Favori de l’enfer, courtisan mal renté,

Tombeaux et lupanars montrent sous leurs charmilles

Un lit que le remords n’a jamais fréquenté.

Et la bière et l’alcôve en blasphèmes fécondes

Nous offrent tour à tour, comme deux bonnes sœurs,

De terribles plaisirs et d’affreuses douceurs.

Quand veux-tu m’enterrer, Débauche aux bras immondes?

Ô Mort, quand viendras-tu, sa rivale en attraits,

Sur ses myrtes infects enter tes noirs cyprès?

CXIII. – La fontaine de sang

Il me semble parfois que mon sang coule à flots,

Ainsi qu’une fontaine aux rythmiques sanglots.

Je l’entends bien qui coule avec un long murmure,

Mais je me tâte en vain pour trouver la blessure.

À travers la cité, comme dans un champ clos,

Il s’en va, transformant les pavés en îlots,

Désaltérant la soif de chaque créature,

Et partout colorant en rouge la nature.

J’ai demandé souvent à des vins captieux

D’endormir pour un jour la terreur qui me mine;

Le vin rend l’œil plus clair et l’oreille plus fine!

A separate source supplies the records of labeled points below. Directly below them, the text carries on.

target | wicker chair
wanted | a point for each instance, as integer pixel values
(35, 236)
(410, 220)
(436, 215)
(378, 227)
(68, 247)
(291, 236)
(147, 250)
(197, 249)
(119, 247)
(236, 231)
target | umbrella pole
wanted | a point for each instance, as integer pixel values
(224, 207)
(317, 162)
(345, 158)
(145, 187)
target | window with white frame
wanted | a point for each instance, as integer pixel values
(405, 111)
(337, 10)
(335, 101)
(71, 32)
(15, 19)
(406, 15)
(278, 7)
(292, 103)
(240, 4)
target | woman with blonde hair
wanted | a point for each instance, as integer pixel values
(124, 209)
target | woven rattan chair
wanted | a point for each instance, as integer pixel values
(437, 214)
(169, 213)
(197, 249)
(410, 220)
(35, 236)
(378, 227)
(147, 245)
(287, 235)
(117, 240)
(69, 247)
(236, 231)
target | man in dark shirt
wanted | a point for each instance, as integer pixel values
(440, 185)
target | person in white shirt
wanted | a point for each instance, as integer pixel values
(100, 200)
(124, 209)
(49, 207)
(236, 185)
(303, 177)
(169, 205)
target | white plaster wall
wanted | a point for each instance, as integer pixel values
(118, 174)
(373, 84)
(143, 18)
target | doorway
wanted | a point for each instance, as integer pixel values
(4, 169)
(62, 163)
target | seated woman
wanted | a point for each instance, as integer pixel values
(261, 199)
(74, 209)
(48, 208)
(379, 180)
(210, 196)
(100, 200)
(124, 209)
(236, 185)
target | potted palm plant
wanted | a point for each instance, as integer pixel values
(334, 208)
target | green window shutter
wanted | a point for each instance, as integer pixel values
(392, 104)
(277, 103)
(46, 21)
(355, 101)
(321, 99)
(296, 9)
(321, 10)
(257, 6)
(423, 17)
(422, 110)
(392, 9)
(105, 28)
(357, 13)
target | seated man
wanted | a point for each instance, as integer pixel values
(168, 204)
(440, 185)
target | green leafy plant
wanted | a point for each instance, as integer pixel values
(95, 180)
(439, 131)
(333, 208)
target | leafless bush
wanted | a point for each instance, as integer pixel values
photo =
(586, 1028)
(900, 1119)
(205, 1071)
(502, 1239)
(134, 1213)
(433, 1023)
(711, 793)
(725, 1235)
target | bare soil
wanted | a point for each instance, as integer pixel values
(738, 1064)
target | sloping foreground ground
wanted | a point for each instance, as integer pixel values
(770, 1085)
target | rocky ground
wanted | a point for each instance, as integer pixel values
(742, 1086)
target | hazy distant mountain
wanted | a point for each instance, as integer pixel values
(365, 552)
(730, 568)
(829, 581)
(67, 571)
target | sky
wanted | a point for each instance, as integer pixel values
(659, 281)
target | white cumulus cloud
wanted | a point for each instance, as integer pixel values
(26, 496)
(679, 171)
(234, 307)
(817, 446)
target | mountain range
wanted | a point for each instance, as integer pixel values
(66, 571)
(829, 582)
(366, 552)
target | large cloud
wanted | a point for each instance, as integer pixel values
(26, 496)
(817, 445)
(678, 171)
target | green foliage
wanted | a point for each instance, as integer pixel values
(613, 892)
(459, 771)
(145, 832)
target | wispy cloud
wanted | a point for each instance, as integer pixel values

J’ai cherché dans l’amour un sommeil oublieux;

Mais l’amour n’est pour moi qu’un matelas d’aiguilles

Fait pour donner à boire à ces cruelles filles!

CXIV. – Allégorie

C’est une femme belle et de riche encolure,

Qui laisse dans son vin traîner sa chevelure.

Les griffes de l’amour, les poisons du tripot,

Tout glisse et tout s’émousse au granit de sa peau.

Elle rit à la Mort et nargue la Débauche,

Ces monstres dont la main, qui toujours gratte et fauche,

Dans ses jeux destructeurs a pourtant respecté

De ce corps ferme et droit la rude majesté.